Le tweet emblématique de Pedro Sánchez du 4 mars 2026, qui a recueilli des millions de vues, résume cette ligne rouge en quatre mots : « NO a la guerra ». Il y dénonce les violations du droit international, compare la situation actuelle aux errements passés et insiste sur la diplomatie plutôt que sur les bombes. Cette prise de position a valu à Sánchez des soutiens européens (notamment d’Ursula von der Leyen, Emmanuel Macron et Charles Michel), tout en isolant quelque peu l’Espagne au sein de l’OTAN, où d’autres alliés comme le Royaume-Uni, la France ou l’Allemagne ont offert un appui plus direct.
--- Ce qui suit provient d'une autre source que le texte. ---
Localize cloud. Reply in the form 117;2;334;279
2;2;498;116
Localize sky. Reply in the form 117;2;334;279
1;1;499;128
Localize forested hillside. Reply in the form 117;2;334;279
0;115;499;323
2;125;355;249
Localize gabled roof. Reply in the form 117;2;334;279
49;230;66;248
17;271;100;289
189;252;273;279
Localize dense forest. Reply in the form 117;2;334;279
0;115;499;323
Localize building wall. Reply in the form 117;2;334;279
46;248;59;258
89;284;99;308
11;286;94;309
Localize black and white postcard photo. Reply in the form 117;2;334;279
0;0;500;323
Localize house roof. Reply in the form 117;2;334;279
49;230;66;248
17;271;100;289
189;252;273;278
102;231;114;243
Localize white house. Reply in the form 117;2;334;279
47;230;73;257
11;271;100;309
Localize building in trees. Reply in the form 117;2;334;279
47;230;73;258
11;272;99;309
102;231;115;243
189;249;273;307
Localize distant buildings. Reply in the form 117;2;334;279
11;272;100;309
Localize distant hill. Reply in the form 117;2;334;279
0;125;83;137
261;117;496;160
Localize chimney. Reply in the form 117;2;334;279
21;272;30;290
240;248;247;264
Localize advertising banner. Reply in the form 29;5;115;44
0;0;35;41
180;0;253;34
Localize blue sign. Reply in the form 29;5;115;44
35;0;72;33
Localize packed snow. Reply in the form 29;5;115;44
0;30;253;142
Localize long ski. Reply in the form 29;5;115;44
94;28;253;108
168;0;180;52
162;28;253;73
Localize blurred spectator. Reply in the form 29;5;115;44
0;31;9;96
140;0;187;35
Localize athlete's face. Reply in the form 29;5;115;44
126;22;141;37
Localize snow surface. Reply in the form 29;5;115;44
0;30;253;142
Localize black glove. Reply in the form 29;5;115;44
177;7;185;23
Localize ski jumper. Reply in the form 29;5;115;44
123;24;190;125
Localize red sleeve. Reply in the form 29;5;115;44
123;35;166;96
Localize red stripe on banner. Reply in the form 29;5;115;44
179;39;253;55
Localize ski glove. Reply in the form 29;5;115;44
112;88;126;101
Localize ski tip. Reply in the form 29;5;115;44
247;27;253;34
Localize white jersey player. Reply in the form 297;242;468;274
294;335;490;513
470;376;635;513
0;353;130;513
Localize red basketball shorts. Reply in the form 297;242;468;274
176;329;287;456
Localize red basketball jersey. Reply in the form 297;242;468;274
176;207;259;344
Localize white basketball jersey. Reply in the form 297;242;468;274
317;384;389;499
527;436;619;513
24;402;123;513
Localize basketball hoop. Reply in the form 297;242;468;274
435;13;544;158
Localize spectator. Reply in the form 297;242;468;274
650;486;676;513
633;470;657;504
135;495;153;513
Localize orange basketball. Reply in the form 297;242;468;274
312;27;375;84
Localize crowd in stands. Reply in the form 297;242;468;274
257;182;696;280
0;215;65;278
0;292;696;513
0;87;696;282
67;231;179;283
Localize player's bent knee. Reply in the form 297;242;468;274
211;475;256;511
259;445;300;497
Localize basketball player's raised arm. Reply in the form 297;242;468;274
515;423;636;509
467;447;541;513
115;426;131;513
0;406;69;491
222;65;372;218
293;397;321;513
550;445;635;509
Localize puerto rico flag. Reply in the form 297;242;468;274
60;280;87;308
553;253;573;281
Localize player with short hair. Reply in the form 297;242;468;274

La réaction de Donald Trump n’a pas tardé. Le 3 mars 2026, le président américain a qualifié l’Espagne de partenaire « terrible » et « ingrat », menaçant de couper tout commerce bilatéral avec Madrid. Il a même suggéré que les États-Unis pourraient utiliser les bases « si nécessaire », en « volant simplement dessus » sans autorisation préalable. Ces déclarations, prononcées lors d’une rencontre avec le chancelier allemand, ont provoqué une vive réplique de Sánchez et d’Albares, qui ont réaffirmé que la position espagnole restait inchangée. Malgré des annonces contradictoires de la Maison Blanche affirmant un revirement espagnol (démenties « catégoriquement » par Madrid), la tension persiste. Des avions américains ont été repositionnés hors d’Espagne vers d’autres sites (comme Istres en France), illustrant les limites pratiques de la menace trumpienne. Ce bras de fer met en lumière un clivage plus large: d’un côté, une Europe divisée entre atlantisme et multilatéralisme; de l’autre, un leadership américain qui privilégie la force unilatérale. Pour l’Espagne, ce refus n’est pas seulement moral, mais stratégique: éviter d’être entraînée dans un conflit aux conséquences économiques (hausse du pétrole via le détroit d’Ormuz) et sécuritaires imprévisibles. En résumé, le tweet de Sánchez n’est pas une simple déclaration: c’est un acte de souveraineté qui redéfinit la place de l’Espagne dans une alliance transatlantique sous tension.
Reste à voir si cette fermeté inspirera d’autres capitales européennes ou si elle isolera davantage Madrid face aux pressions transatlantiques.